The story reminded me of high school, but I never identified with any of the characters on the show. I didn’t even identify with the parents who are my own age.  That changed last night.

Last night Glee memorialized Finn, the character played by Cory Monteith, who died from a drug over dose during the summer. Naturally, I didn’t know Monteith personally, and ‘Finn’ is a fictional character, so at the time the actor’s death was announced, I wasn’t (as many seemed to be) grief-stricken.  I was sad, however.  I am always sad when I think of a life ended prematurely and needlessly.

I did think about the character of Finn and how they would write this event into the show. I wondered if they would take this moment to shine a light on the plague of addiction that destroys so many young lives. Then I wondered how they would write about the character’s mother.

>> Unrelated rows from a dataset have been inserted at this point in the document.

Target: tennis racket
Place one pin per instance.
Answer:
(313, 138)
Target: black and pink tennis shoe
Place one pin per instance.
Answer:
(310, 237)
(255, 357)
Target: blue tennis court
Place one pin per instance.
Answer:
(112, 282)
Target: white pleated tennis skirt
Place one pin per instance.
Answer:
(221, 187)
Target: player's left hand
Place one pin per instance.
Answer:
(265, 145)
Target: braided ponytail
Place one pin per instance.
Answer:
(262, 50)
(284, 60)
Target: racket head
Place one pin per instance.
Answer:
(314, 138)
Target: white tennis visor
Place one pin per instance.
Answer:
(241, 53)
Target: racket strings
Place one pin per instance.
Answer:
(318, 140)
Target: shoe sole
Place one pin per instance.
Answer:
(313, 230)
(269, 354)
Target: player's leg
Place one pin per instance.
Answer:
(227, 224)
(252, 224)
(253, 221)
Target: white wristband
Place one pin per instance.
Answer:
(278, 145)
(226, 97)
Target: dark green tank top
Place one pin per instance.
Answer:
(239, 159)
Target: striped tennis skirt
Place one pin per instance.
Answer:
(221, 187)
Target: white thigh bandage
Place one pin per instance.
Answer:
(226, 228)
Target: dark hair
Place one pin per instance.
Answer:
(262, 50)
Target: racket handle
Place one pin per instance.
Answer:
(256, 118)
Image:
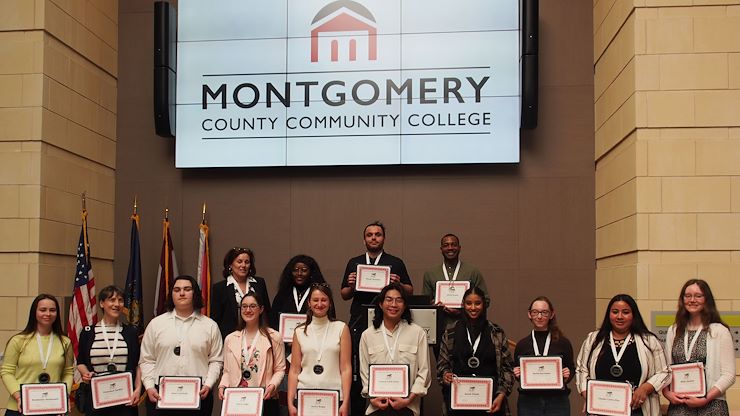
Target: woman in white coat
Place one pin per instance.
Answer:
(700, 335)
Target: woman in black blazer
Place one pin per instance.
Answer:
(239, 279)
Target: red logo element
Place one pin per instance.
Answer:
(344, 23)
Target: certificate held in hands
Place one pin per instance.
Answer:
(388, 380)
(318, 403)
(608, 398)
(472, 393)
(178, 392)
(449, 293)
(44, 399)
(372, 278)
(243, 401)
(541, 373)
(111, 390)
(689, 379)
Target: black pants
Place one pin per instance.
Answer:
(206, 408)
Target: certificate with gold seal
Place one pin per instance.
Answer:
(689, 379)
(44, 399)
(388, 380)
(318, 402)
(449, 292)
(243, 401)
(471, 393)
(541, 372)
(608, 398)
(111, 389)
(179, 392)
(372, 278)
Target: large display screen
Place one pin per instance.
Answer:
(366, 82)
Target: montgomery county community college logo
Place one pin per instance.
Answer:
(340, 30)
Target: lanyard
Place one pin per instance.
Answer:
(391, 352)
(250, 347)
(111, 352)
(454, 274)
(618, 356)
(323, 342)
(299, 304)
(377, 259)
(477, 341)
(688, 348)
(537, 348)
(44, 361)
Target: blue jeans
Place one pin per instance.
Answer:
(543, 405)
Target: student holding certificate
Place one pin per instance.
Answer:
(624, 350)
(700, 336)
(110, 347)
(38, 354)
(254, 355)
(181, 348)
(396, 343)
(322, 351)
(476, 347)
(239, 279)
(545, 340)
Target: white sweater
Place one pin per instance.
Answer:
(720, 366)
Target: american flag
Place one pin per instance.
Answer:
(82, 309)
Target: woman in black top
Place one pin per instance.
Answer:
(110, 347)
(239, 279)
(477, 347)
(546, 340)
(292, 297)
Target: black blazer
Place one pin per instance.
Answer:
(224, 309)
(130, 335)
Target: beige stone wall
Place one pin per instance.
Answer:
(58, 76)
(667, 131)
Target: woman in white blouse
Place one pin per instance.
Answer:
(700, 335)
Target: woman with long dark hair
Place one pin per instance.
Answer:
(394, 339)
(41, 353)
(322, 350)
(546, 339)
(253, 354)
(240, 278)
(108, 347)
(624, 349)
(477, 346)
(700, 335)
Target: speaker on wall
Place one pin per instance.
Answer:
(165, 68)
(530, 71)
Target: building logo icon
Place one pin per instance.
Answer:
(345, 31)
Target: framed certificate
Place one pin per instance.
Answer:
(111, 390)
(388, 380)
(449, 292)
(318, 403)
(608, 398)
(243, 401)
(689, 379)
(179, 392)
(471, 393)
(288, 322)
(372, 278)
(44, 399)
(540, 373)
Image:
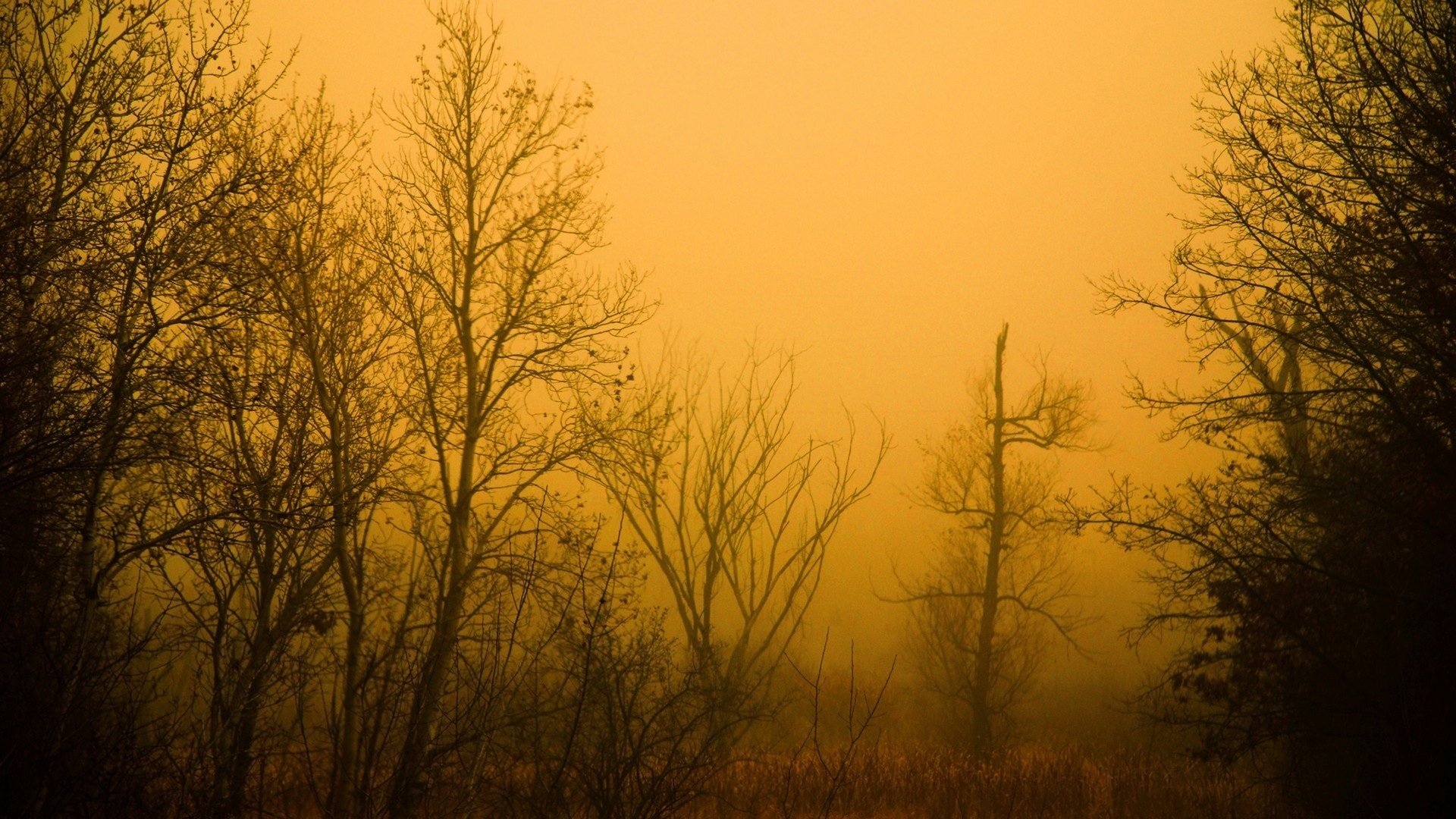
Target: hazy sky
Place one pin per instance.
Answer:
(878, 184)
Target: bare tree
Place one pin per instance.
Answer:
(121, 126)
(734, 510)
(324, 295)
(999, 579)
(509, 340)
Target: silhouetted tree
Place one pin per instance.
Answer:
(982, 611)
(734, 510)
(509, 341)
(1310, 575)
(123, 167)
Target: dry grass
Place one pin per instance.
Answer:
(1021, 783)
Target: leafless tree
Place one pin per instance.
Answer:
(734, 509)
(121, 127)
(998, 582)
(509, 340)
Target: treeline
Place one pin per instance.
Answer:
(329, 483)
(305, 449)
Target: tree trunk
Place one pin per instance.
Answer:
(986, 642)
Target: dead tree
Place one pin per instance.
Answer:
(998, 577)
(509, 341)
(736, 510)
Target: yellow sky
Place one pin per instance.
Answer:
(878, 184)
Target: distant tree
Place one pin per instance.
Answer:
(734, 510)
(982, 611)
(1310, 575)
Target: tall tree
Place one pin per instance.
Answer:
(734, 509)
(1310, 573)
(510, 341)
(123, 167)
(999, 580)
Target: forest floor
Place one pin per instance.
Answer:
(1028, 781)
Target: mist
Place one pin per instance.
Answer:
(727, 409)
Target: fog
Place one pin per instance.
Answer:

Finn’s mother – a widow – has appeared occasionally throughout the show, and the writers have always made clear that the relationship was strong and close.  Now deprived of her only biological son, Finn’s mother, Carol, was only on screen for a few minutes of last night’s show, but it was in those few minutes – as Carol described the fear that every parent pushes to the back of their mind that I identified for the first time with any of the characters.  

None of us who have not faced the loss of a child can really know what it’s like to get that phone call.  As parents we all live with the knowledge that it could happen and the question of how we might go on if it did, but, as Carol says, “we push it to the back of our minds because it’s too terrible to contemplate.”

For me, the last eighteen months have been about living fully and authentically.  They have been about living without fear.  When Carol cried, I cried, thinking about the real parents we’ve known and read about who have had to face that fear.  

Now, though, as I look across the kitchen table at my lanky Jack, home on a sick day, it’s not the fear of things too terrible to contemplate that helps me push the possibility of losing either of my kids to the back of my mind.  It’s the determination not to let that fear keep me from appreciating every moment I do have with them and their Dad.